What Dr Winchester points out is as follows:
Researchers at Lincoln University have … found that, having accounted for CO2 emissions from production and transportation, New Zealand lamb and dairy products supplied to UK supermarkets generate, respectively, around one fourth and one half of the CO2 generated by the supply of UK alternatives.
As it turns out, if food was carbon taxed, imported food from New Zealand would still be cheaper, and a move to restrict imports and towards food produced int he UK, CO2 emissions would increase and not decrease. Oh dear, our UK greenie friends. Maybe free trade is your friend after all…
Glenn Peoples
Mr Dennis
“Food miles” is an emotive, wishy-washy concept that is torn to shreds whenever someone actually looks into it. I understand it also produces less carbon to grow roses in Kenya and fly them to the UK than to grow them in the UK.

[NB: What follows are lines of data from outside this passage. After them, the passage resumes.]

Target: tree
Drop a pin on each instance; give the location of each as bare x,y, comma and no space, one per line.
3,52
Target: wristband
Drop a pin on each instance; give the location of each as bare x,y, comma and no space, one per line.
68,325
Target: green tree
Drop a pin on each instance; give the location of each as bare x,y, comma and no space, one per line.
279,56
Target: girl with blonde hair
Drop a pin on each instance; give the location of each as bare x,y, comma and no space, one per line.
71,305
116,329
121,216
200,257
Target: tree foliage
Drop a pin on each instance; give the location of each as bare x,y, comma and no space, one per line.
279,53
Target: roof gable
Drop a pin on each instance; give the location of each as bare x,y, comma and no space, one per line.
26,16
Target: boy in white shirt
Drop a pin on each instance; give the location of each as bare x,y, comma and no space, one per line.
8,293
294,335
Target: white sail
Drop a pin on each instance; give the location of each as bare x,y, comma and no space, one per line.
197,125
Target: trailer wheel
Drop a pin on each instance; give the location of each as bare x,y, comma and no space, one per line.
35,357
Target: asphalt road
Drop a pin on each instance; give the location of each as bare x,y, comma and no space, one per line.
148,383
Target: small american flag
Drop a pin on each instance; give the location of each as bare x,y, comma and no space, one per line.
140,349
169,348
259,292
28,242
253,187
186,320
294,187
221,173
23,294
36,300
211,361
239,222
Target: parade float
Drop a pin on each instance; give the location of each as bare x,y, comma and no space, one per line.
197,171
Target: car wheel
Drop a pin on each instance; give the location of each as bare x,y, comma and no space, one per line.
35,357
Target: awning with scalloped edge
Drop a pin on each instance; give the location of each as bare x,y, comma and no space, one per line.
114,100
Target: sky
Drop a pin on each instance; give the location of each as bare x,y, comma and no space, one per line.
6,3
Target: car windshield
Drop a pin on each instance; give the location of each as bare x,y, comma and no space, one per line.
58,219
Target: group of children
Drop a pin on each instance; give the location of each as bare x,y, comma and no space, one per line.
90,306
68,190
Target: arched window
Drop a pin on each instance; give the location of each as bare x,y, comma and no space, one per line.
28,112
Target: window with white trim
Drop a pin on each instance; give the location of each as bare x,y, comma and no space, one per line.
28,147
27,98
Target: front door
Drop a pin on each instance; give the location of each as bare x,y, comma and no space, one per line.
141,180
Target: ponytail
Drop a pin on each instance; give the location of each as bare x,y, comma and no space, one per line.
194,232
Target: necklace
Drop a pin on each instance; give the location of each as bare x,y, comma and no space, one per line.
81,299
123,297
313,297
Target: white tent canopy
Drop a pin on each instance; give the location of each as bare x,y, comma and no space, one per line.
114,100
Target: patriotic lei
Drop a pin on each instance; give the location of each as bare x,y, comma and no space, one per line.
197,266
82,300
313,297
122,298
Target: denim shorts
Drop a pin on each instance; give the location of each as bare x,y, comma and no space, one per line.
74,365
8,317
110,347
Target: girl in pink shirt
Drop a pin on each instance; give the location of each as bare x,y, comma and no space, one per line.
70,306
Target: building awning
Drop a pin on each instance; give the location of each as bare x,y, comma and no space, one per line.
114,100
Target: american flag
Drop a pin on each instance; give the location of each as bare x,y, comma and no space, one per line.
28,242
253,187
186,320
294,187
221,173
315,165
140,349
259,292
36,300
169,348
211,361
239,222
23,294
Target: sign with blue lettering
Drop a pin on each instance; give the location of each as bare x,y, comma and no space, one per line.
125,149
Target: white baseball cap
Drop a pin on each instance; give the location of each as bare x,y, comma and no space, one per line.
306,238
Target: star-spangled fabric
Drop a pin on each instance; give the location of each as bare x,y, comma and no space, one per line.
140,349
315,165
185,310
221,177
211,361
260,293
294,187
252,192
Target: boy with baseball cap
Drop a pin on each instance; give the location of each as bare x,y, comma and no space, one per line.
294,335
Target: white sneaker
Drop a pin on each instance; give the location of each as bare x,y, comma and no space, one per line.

The problem is that most people don’t look at the science, they just get caught up in the slogans.
Dan
When I first started working as a lawyer, I was primarily concerned with environmental law and the hot topics of the time — environmental accounting and “pollution prevention pays”. Environmental accounting was just coming out of its infancy and still was merely a system intended to hijack the language of environmental debate by those who deemed any human activity to be detrimental to the environment. By claiming that the discounted present value of any economic activity was less than the (usually non-discounted) extraordinary environmental damage that would result from that activity over time, the environmental accountants were able to justify a host of energy-saving, soil conservation, air cleaning, and other very expensive technologies and controls that no rational business person would look at twice. But it’s important to remember that the environmental accounting language is rarely, if ever, about the environment. It’s about selling products. The food miles scam Glenn describes is clearly a way to get around trade rules and anti-tariff provisions for the purpose of subsidizing UK farmers.